What the oil price plunge does is add further fuel to an already volatile fire, according to BNY Mellon Investment Management

“The oil price fall also boosts market uncertainty – and obviously yesterday’s events demonstrate there’s a lot of fear about already,” chief economist Shamik Dhar said. “A sharp slowdown in world growth this year looks likely, possibly even global recession in the first half.”

Even if a recession and global pandemic were to be avoided, there’s still plenty of pain on the horizon for investors.

“This has pushed out the prospects of a recovery to the second half of the year, assuming the virus does not assume pandemic proportions,” portfolio manager Aron Pataki wrote in the same note.

It leaves two very distinct possibilities on the table.

“Taking all of this together, the outcomes feel quite binary: we could either see a market collapse with a rise in credit defaults and associated market dislocations or the authorities are able to successfully intervene and an improvement in the weather could lead to a retreat of the virus,” Pataki said.

“There is a chance a combination of interest rate cuts and any fiscal easing will walk us back into a goldilocks environment once the coronavirus slowdown peaks decisively and the global economy can get back to business. However, visibility is currently limited and it is too early to say what way this will tilt.”

 

Australian property could rally as the coronavirus forces interest rates lower

Of course, stocks aren’t the only game in town, with asset manager Nikko forecasting a boost to property prices.

“Expect to see new highs for property in the coming months as the RBA adds more support via lower rates.
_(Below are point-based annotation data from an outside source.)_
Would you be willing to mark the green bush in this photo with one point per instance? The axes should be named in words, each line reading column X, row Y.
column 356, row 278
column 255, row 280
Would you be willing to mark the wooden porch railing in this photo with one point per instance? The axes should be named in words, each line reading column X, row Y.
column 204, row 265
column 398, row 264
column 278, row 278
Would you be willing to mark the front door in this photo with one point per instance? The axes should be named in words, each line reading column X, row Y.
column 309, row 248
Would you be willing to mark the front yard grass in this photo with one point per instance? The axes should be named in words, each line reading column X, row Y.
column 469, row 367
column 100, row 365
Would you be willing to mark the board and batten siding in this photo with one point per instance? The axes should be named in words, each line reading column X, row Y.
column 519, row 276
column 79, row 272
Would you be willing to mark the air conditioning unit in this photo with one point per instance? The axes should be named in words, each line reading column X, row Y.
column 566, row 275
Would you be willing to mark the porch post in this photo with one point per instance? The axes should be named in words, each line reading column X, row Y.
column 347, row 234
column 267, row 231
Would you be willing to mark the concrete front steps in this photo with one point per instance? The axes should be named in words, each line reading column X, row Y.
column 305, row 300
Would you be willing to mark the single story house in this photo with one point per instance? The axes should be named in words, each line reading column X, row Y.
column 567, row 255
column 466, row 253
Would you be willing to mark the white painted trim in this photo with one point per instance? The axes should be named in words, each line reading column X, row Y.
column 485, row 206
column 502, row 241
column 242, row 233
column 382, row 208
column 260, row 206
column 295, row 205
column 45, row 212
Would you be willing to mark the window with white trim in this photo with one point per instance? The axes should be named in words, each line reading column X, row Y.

This should eventually help improve housing sensitive sectors” Chris Rands, Nikko AM portfolio manager said.

However, those same cuts may do more harm than good, as low interest encourages more money to enter the stock market as investors chase higher returns.

“The equity market decline looks like it altered the RBA’s outlook, causing them to reassess just how disruptive this virus will be. It’s unfortunate they reacted to the equity market in the way they did, as it does seem to encourage excessive risk-taking,” Rands said.

“The takeaway for us is that as long as the above headline risk of further coronavirus spread remains (it took two months to play out in China), then the equity market is probably going to be jittery and this will keep the RBA live for further rate cuts and potentially QE.”

If the coronavirus anxieties are overblown, however, Rands too expects a second-half rally.

“If the virus doesn’t turn out to be as bad as feared, it could setup a very strong second half of this year as we are going to see coordinated central bank easing with fiscal policy to come”.